Maybe he will be. But not in the way that was expected. Verlander has a nemesis. Who knew something as cuddly as a Kung Fu Panda could be so dangerous?
In the All-Star Game, Verlander faced Pablo Sandoval, the Giants’ No. 3 hitter, for the first time in their careers. Sandoval slashed a three-run triple as Verlander was hammered for five runs in his one inning and took the loss that gave the National League home-field advantage in this series. Sandoval faced Verlander twice more in this game and increased his output each time.
In the first inning, he hit a chin-high 0-2 fastball for a solo home run to center field. In their next meeting, Sandoval slashed a low-away fastball for a two-run homer that was sliced to left field for a 4-0 Giants lead. Before the night was over, the popular Panda had three home runs in a World Series game, joining just three other men in that category: Babe Ruth (twice), Reggie Jackson and, last year, Albert Pujols. If Sandoval and Verlander meet later in this series, nothing less than a five-run homer will suffice.

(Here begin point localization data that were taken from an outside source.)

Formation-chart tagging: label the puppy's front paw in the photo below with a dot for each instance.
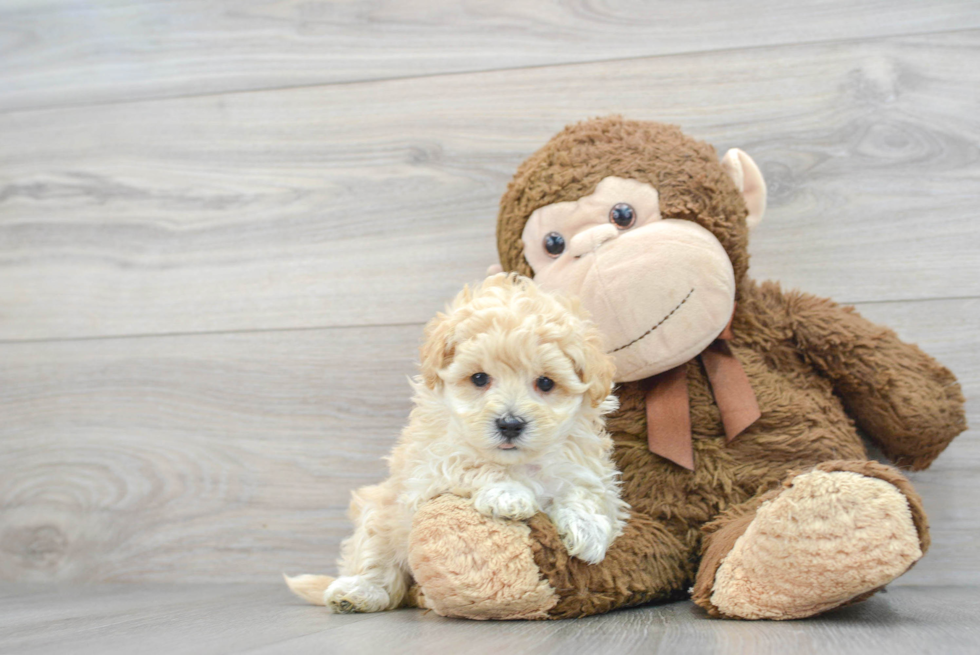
(586, 536)
(506, 501)
(355, 593)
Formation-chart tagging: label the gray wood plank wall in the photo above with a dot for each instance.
(222, 226)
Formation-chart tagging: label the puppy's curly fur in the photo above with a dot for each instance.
(509, 411)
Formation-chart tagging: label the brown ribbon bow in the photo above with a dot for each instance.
(668, 405)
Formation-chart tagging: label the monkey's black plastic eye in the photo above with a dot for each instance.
(554, 244)
(622, 215)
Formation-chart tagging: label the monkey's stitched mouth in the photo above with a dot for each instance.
(661, 322)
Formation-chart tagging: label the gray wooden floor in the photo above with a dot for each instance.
(223, 224)
(216, 619)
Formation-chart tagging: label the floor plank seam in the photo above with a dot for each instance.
(481, 71)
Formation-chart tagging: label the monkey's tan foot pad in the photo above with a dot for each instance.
(827, 539)
(475, 567)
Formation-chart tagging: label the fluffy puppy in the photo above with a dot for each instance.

Sandoval also reopened a worrisome chapter in Verlander’s past. In the first eight postseason starts of his career, Verlander was a consistent disappointment, trying too hard and amassing an ugly 5.57 ERA. In Game 1 of the ’06 World Series, after being rookie of the year, he lost lopsidedly to five-game-winner Anthony Reyes, obscure then and long retired now.

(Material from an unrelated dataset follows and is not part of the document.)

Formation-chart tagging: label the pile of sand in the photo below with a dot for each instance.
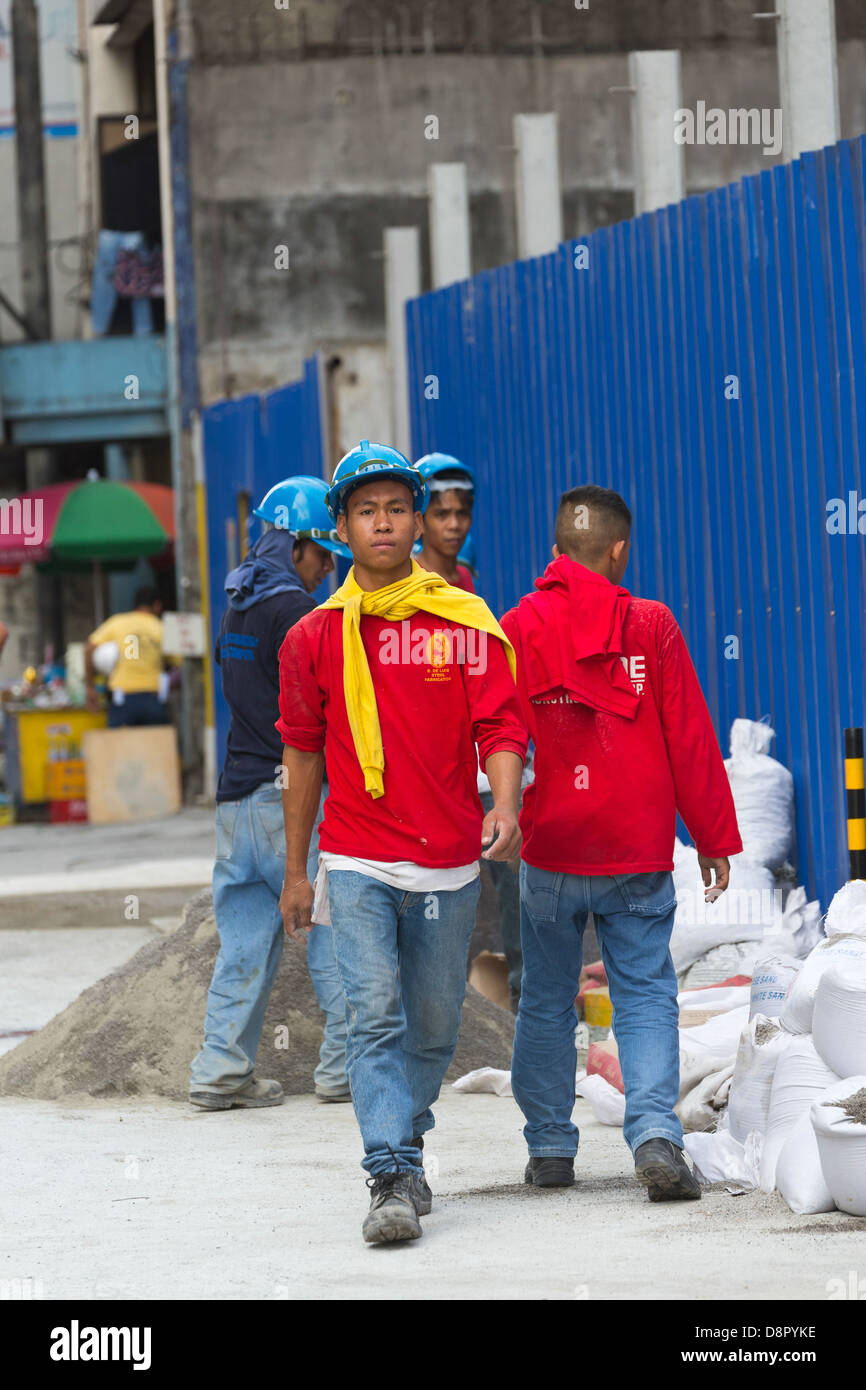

Only this October has Verlander blossomed into a postseason monster with three dominant starts. If his bad old big-game ways have returned, with his All-Star Game loss as another exhibit for the prosecution, then the whole tone of this series changes. Verlander’s next effort may be a shutout when the series goes to Detroit. But now the whole range of outcomes is on the table. And the all-fields-hitting Giants know they can get under his skin.
Verlander tried not to make excuses. “I just didn’t execute tonight, especially to Pablo,” he said. But the Giants handled him so well that he needed psychological cover. Pitching coach Jeff Jones visited the mound just before his second gopher ball to Sandoval.
“‘What are you doing out here? All you did was give the crowd time to get riled up,’ ” Verlander said he told Jones, insisting that both were joking around. But there’s truth in jest. Verlander conceded: “I was ready to make the next pitch. I’m the type that never wants the pitching coach to come out.